Chapter 4-6

「……三峰さん、だっけ」

「はい。三峰真綾と言います。よろしくお願いします」

「……よろしく。昨日のあなたの料理、凄く美味しかった。ありがとう」


 調理実習室で昼食の続きを摂る事になり、調理場も兼ねているテーブルの上で弁当を広げる。

 鍵を持って来てくれた湯本君も、そのまま一緒にしている。男子同士、女子同士で隣り合って座っている形だ。ただ、彼自身は既に昼食を終えているようで、特に弁当の類は持っていない。


「……お弁当も自分で作ってるんだ」

「ええ。花嫁修業の一環だと言われて、ずっと。先輩もですか?」

「……うん。私の家、貧乏だからあんまりいいものは入れられないけど」


 三峰の弁当は、飾り気こそ少ないが、楕円形の弁当箱の中に生姜焼きとミニトマト、玉子焼き等が見栄えよく詰め込まれたものだ。ご飯はおにぎりとして別に用意してある。まあ、現時点では結構減っている訳だけど。

 宇佐美先輩はかわいらしいプリントの弁当箱に仕切りを設け、半分はご飯、残り半分にほうれん草のおひたしやポテトサラダが詰まったシンプルなもの。


「料理研の人たちはやっぱり、皆お弁当は手作りなのかい?」


 互いの弁当の話題で盛り上がる女子二人を前に、僕は隣に座る湯本君に訊ねてみた。


「そうですね。特に決められている訳ではありませんが、やっぱり皆さん料理好きですからね。僕も基本的にいつも作っていますよ。冴木氏は随分立派な重箱を持っていますが、自分で?」

「いや、これはウチのメイドさんが作ってくれているものだよ」


 まあ、それ以前に僕は厨房に入れてもらえない訳だけど。


「なるほど……。でも、昨日は最終的になかなかのものを作れていたようですし、これを機に弁当も自分で作ってみては?」


 昨日の一件があってから、湯本君が依然と比べて好意的になってくれたように思う。あんなものでも作った甲斐はあったかな?

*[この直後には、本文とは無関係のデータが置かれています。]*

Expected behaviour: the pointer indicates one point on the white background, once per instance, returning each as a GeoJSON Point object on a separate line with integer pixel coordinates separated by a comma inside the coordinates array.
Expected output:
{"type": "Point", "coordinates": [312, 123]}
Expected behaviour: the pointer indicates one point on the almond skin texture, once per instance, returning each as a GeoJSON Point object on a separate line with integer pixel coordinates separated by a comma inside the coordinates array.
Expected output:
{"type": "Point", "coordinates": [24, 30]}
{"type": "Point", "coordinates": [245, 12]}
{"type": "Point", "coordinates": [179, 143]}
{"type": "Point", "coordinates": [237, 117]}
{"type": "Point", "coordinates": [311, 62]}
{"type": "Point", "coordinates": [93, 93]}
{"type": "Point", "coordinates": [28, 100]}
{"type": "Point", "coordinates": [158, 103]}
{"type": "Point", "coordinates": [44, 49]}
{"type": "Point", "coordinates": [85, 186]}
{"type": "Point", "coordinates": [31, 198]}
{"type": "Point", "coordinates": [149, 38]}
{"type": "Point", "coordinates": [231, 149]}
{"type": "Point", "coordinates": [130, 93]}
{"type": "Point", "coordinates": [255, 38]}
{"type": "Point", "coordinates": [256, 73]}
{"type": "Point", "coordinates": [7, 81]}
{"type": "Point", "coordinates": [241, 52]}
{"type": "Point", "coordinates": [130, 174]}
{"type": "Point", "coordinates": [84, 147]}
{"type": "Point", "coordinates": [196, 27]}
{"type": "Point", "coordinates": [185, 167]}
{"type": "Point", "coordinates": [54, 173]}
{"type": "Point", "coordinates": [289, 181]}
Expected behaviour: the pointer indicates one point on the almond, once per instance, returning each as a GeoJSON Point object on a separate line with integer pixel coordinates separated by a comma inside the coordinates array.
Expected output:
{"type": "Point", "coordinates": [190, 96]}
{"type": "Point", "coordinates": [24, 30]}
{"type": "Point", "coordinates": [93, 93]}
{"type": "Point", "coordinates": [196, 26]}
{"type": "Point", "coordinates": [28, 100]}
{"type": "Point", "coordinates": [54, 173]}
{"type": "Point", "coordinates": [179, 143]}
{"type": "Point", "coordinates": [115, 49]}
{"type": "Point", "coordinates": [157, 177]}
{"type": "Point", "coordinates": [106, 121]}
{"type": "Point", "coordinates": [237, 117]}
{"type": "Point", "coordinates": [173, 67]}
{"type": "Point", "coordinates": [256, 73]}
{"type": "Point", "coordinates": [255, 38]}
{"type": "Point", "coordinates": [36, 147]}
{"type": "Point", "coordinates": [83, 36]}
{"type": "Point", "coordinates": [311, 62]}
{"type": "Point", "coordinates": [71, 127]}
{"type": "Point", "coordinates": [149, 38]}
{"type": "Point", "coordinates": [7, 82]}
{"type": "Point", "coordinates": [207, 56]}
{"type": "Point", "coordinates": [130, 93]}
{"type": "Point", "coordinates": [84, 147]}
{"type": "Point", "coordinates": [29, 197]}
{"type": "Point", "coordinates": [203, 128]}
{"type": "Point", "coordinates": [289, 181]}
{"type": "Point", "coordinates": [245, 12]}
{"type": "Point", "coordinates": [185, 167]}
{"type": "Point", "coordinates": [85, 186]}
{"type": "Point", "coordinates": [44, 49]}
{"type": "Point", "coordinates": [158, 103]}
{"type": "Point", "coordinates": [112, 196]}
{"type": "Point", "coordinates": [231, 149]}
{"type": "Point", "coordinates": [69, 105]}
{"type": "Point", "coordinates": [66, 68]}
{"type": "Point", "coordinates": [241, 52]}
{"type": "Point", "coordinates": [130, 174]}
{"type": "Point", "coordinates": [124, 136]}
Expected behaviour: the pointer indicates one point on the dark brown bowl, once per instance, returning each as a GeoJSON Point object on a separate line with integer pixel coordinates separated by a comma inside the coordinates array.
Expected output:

 僕は湯本君の言葉にやってみたいねと答え、残りの弁当を平らげた。「速い……!!」と湯本君が驚愕する声が聞こえる。そうかい?

 まあともかく、茅さんには雑務から家事までなんでも世話になってしまっているからね。いつかは僕から料理を振る舞ってあげられたら、せめてものお礼になるかな。


 昼食を終えた僕たちは、そろそろ予鈴もなりそうだし、と言う事で調理実習室を後にする。前を歩く宇佐美先輩と三峰がかなり打ち解けた様子で笑い合っている。料理上手同士、結構馬が合うようだ。

 それにしても、昨日は結構珍しかったなと思う。よくよく考えてみれば、三峰があれだけ自分の能力を、大勢の前で遺憾なく発揮するというのはなかなかない事だ。

 英語が苦手、くらいしか欠点のない彼女は、何故だかいつもあまり目立たないように細心の注意を払っている。それこそ、あんまり言いたくないがどうやっても歩の引き立て役に甘んじている僕に対して、彼女は自ら望んでそういう役を買って出ているとしか思えない。


 そんな三峰が、昨日突如としてその腕を奮った理由に、僕は皆目見当が付かずにいた。まあ、そういう気分だったのかな、と結論付けていると、すれ違った女生徒二人がこちらを見て黄色い声を上げる。

 おっと、僕とした事がすれ違うまで気付かなかった。すまないね。と僕は髪を掻き上げる。


「湯本先輩、今度勉強教えてください!」

「ええ、構いませんよ」

「ありがとうございます! 失礼します!」


 湯本君と言葉を交わした女生徒二人は、心底嬉しそうな表情で僕らの前から去って行った。


 ……帰ったら泣こう。教室に帰ったら泣こう。